Data Science with Python - notes

1 hidden cell

Importing files

With pandas

data = pd.read_csv("filename", nrows, header, sep, comment, na_values)
data_array = data.values to transform to a NumPy array
to_csv('newfilename.csv') With Numpy
np.loadtxt("filename", delimiter =',' | '\t', skiprows=1, usecols=[0,2], dtype=str, names=True) # if first row has strings, importing only the 1st and 3rd column, importing values as strings with dtype, names tells us it has headers
! ls : lists files accesible in the working directory in the IPython shell
import os
wd = os.getcwd()
os.listdir(wd)

file = open("filename", mode ='r') # r for read, w for write

text = file.read()
file.close() Use it with a context manager (with) to keep the file open while you execute commands, once we're out of context the file is no longer open.
with open('filename', 'r') as file:
print(file.read())

Pickling
Pickling files is serializing data = convert object to bytestream
with open('text', 'rb') as file: # rb is read-only and binary\

data=pickle.load(file)
Excel files
data = pd.ExcelFile('text')
data.sheet_names
data.parse(0, skiprows=[]. usecols=[0, 1], names=['1', '2']) # 0=sheet name or index

SAS/Stata files
from sas7bdat import SAS7BDAT
with SAS7BDAT('text.sas7bdat') as file:
df_sas = file.to_data_frame()

data = pd.read_stata('text.dta')

HDF5 data files
Large data files, so more becoming common
import h5py
data = h5py.File('filename', 'r')
Explore its structure by:
for key in data.keys():
print(key)

for key in data['key1'].keys():
print(key) # will give you the content of the first key

Access the data within:
print(np.array(data['key1']['subkey1']), np.array(data['key1']['subkey 2']))

MATLAB files
import scipy.io scipy.io.loadmat'filename') and scipy.io.savemat()\

Importing DateTime data

To import DateTime data use:
pd.read_csv("df.csv", parse_dates =['date column'])

Or, after imporing use:
df['date column'] = pd.to_datetime(df['date column'])
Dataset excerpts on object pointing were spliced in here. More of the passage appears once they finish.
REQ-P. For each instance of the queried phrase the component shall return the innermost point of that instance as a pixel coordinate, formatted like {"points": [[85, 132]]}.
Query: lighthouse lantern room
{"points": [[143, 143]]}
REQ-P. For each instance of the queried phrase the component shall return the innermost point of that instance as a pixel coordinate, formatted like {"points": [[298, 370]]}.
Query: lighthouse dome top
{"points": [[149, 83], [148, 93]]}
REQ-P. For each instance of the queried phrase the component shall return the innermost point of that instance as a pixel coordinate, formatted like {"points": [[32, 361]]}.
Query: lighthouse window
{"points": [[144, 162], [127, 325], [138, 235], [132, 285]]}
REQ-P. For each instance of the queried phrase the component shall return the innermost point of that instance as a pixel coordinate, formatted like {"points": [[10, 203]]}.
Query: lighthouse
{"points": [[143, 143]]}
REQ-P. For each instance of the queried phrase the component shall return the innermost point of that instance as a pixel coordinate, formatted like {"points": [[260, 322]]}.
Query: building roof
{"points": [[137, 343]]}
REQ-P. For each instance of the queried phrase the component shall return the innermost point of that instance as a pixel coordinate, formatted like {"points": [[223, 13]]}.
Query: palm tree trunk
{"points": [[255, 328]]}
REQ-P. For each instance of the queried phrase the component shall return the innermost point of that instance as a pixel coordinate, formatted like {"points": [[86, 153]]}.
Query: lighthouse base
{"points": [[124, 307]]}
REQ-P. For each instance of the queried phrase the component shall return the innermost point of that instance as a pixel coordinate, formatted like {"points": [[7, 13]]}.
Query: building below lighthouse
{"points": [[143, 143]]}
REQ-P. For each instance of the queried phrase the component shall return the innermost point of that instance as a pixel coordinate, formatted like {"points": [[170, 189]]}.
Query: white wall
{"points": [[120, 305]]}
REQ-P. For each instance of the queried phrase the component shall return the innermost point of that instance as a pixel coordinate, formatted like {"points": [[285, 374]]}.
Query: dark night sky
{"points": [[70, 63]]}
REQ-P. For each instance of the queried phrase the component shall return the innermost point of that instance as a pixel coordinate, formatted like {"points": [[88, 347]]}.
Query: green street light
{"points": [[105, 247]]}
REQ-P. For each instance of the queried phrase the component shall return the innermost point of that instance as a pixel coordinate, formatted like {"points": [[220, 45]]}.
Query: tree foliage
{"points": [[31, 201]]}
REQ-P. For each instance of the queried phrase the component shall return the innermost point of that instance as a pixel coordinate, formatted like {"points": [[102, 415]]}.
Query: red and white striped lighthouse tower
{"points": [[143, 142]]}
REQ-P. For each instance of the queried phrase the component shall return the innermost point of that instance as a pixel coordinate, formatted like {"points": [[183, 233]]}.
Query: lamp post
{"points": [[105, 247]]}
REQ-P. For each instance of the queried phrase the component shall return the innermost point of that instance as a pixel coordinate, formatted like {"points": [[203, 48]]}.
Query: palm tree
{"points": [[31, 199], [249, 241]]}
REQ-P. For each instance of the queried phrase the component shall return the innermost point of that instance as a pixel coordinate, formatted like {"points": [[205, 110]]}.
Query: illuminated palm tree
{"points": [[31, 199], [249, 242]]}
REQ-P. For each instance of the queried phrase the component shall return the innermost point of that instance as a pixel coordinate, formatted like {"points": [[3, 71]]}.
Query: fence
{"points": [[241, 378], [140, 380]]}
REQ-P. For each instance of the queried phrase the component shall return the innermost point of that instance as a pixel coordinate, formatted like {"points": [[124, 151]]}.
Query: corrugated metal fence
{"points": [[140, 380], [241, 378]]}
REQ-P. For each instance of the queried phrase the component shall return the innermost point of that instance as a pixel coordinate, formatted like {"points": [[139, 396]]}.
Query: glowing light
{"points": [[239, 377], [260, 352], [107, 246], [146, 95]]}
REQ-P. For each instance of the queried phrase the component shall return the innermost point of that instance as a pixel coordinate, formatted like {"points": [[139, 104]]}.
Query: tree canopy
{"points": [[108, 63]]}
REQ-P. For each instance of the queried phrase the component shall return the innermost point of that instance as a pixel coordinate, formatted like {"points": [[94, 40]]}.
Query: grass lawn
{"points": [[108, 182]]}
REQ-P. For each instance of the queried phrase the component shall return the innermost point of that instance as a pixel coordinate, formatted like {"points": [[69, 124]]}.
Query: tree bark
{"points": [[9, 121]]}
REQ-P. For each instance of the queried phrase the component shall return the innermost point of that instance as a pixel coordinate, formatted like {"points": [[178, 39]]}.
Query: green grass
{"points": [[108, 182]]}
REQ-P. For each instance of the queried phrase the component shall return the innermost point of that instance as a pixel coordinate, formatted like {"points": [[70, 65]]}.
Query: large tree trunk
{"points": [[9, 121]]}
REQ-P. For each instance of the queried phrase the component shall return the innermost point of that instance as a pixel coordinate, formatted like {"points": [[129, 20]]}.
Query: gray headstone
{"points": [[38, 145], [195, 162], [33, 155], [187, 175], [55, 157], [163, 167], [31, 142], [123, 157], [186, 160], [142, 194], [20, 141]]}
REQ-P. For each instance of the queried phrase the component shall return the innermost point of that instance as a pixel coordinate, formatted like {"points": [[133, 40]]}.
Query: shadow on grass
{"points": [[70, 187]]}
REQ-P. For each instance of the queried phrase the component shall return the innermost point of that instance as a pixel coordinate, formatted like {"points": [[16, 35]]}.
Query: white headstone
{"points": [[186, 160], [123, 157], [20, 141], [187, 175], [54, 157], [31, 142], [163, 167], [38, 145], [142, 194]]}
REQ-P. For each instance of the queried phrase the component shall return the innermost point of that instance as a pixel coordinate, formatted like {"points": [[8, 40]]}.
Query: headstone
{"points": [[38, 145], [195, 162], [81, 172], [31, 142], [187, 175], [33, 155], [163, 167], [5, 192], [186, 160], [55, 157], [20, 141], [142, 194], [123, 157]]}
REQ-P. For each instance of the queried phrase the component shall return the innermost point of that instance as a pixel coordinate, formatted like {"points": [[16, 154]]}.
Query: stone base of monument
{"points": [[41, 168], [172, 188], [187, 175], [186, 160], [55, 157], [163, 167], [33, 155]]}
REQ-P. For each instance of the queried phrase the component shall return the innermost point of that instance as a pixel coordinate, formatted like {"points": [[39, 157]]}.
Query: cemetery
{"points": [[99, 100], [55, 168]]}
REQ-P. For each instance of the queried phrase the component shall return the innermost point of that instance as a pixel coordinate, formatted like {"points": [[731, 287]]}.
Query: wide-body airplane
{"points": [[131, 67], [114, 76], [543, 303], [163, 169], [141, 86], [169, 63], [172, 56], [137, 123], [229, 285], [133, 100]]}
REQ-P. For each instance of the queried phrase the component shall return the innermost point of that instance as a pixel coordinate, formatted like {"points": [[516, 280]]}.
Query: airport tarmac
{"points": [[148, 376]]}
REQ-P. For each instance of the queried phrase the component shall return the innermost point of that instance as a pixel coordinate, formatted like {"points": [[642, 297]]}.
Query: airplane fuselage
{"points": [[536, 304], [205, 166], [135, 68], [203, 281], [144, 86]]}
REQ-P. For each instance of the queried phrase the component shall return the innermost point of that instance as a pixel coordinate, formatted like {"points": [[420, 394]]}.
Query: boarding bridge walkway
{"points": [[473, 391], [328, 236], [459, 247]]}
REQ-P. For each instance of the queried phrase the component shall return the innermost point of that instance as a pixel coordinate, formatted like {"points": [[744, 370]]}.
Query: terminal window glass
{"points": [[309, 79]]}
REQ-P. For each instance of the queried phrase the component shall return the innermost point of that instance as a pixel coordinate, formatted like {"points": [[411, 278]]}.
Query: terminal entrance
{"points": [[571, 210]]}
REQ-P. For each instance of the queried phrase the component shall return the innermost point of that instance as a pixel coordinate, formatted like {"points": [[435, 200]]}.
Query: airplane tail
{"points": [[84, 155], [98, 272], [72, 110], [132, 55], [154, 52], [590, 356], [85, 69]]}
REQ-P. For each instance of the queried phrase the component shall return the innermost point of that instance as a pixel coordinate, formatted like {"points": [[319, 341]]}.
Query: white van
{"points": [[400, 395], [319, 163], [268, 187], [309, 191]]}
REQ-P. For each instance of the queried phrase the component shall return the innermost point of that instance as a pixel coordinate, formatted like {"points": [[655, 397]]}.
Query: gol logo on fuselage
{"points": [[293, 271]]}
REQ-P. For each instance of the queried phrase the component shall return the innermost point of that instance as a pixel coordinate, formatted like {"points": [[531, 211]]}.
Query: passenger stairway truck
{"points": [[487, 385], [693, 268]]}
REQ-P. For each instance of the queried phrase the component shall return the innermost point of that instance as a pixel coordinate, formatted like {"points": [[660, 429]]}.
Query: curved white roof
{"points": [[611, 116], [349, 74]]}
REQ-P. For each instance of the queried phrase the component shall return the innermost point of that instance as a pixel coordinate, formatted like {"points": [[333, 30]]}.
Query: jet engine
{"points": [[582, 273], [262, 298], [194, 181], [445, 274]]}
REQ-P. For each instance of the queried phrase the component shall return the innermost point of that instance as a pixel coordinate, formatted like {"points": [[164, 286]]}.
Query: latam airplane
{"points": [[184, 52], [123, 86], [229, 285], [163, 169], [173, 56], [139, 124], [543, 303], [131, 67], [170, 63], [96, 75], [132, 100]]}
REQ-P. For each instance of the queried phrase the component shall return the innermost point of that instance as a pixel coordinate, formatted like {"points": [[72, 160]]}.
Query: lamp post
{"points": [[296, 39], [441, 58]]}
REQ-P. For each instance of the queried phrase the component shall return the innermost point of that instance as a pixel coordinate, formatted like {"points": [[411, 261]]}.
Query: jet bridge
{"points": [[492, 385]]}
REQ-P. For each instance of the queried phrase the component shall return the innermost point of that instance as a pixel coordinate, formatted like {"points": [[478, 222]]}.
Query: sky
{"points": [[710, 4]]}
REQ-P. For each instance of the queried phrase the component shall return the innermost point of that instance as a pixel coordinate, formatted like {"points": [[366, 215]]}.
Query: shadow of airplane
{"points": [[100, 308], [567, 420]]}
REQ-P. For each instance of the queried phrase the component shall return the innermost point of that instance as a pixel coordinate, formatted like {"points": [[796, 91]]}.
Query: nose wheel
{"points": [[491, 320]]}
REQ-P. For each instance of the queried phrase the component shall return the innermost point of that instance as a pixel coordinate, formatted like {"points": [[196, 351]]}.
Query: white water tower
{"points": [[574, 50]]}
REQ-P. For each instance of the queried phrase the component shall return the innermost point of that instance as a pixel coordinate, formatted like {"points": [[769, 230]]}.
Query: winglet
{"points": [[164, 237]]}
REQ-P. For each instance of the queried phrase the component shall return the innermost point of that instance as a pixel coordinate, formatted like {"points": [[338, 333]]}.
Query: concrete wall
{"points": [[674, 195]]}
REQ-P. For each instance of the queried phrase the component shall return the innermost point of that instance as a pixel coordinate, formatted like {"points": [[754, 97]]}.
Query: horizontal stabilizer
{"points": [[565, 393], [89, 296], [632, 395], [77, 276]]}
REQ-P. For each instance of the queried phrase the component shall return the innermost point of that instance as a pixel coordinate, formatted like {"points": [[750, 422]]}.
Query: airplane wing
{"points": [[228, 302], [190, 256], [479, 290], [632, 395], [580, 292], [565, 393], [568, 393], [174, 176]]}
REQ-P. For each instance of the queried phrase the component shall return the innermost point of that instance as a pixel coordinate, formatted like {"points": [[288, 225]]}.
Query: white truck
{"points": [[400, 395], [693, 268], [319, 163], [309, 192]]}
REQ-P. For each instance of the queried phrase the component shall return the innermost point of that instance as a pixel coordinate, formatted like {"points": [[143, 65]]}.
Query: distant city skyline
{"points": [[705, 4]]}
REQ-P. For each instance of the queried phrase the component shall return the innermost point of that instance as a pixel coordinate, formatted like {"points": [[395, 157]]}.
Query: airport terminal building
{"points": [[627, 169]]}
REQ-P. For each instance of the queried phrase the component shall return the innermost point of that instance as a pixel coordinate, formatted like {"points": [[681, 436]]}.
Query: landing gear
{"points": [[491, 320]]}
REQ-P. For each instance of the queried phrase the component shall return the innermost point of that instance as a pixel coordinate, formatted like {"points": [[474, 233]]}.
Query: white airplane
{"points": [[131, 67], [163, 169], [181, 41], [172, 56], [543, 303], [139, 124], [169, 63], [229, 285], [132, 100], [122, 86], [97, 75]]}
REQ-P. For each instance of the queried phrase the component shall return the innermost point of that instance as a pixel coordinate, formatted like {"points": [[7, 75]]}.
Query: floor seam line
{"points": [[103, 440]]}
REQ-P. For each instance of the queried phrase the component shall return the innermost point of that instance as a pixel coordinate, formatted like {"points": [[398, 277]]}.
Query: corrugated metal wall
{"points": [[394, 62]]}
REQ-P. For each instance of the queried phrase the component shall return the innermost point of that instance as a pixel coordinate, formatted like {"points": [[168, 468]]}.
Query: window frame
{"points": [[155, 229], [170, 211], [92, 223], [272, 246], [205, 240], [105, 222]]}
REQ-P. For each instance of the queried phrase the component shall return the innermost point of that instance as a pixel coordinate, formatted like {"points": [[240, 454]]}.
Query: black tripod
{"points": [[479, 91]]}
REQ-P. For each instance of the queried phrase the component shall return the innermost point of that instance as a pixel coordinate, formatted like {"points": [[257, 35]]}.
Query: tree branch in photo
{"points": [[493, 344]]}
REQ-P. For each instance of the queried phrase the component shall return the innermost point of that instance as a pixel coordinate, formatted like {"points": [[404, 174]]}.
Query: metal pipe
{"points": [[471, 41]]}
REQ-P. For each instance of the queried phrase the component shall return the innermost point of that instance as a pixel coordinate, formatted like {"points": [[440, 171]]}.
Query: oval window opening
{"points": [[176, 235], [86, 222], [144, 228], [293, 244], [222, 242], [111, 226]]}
Or combine three separate columns to 1 datetime colunm (colunms must be named month, day, year):
df['date column'] = pd.to_datetime(df[['month', 'day', 'year']])

Extracting parts of a DateTime column using:
df['month column'] = df['date column'].dt.month/day/year/weekday/hour.\

Relational data bases

Each row needs to contain an unique identifier.
Tables are linked through corresponding columns and identifiers.
Interacting with databases is done through SQL.
SQLAlchemy is a package in python that can interact with SQL databases:

from sqlalchemy import create_engine
engine = create_engine('sqlite:///filename.sqlite')
table_names = engine.table_names()

Querying
SELECT * FROM Table_Name # returns all columns of all rows of the table
Open database table and store results in panda df
connect to database before:
from sqlalchemy import create_engine
engine = create_engine('sqlite:///filename.sqlite')
con = engine.connect()
rs = con.execute("SELECT * FROM Table_name")
df = pd.DataFrame(rs.fetchall())
df.columns = rs.keys()
con.close()

To circumvent having to close the connection use a with loop:
with engine.connect() as con: rs= con.excecute("SELECT c1, c2 FROM Table_name WHERE c1 >= crit 1")
df= pd.DataFrame(rs.fetchmany(size=5))
df.columns = rs.keys()
You can also do this in 1 line
engine = create_engine('sqlite:///filename.sqlite') df = pd.read_sql_query("SELECT * FROM Orders ORDER BY c1", engine)

Joining tables
in the pd.read_sql_query("SELECT c1, c2 FROM Table1 INNER JOIN Table2 on Table1.Table1ID = Table2.Table2ID", engine)\

Cleaning data

Getting an overview of a dataframe

.head() -> header, first few rows
.shape -> nr of rows and columns
.info() -> column names, non-nullcount, datatype
.describe() -> some statistics (count, mean, stdev, percentiles)
.count ->
.values -> components (list)
.columns -> column names
.index -> row numbers(/names) (start=0, stop = x, step = 1)

df.info() to check datatypes and nulls
Remove strings from integer columns: df['c'] = df['c'].str.strip('string'), df['c'].astype('int')
test using assert:
assert df['c'].dtype == 'int', if not true it will throw an assertion error\

Data range constraints

import datetime as dt
today_date = dt.date.today()
df[df['c'] > dt.date.today()] # excludes dates after today (e.g. if that would be impossible)
or use drop:
df.drop(df[df['c'] > criteria].index, inplace = True)
assert df['c'].max <= criteria
You can also set the values that do not meet the criteria to a value:
df.loc[df['c'] > criteria, 'c'] = criteria

Convert to Date:
df['c'] = pd.to_datetime(df['c']).dt.date
df = df[df['c'] < today_date]
df.loc[df['c'] > today_date, 'c'] = today_date #sets data of past today date to today date\

Uniqueness constraints:

duplicates = df.duplicated(subset (=list), keep ('fisrt','last', False))
df[duplicates].sort_values(by= 'c')

df.drop_duplicates(subset=["column_name", "column_name2"], keep, inplace = True)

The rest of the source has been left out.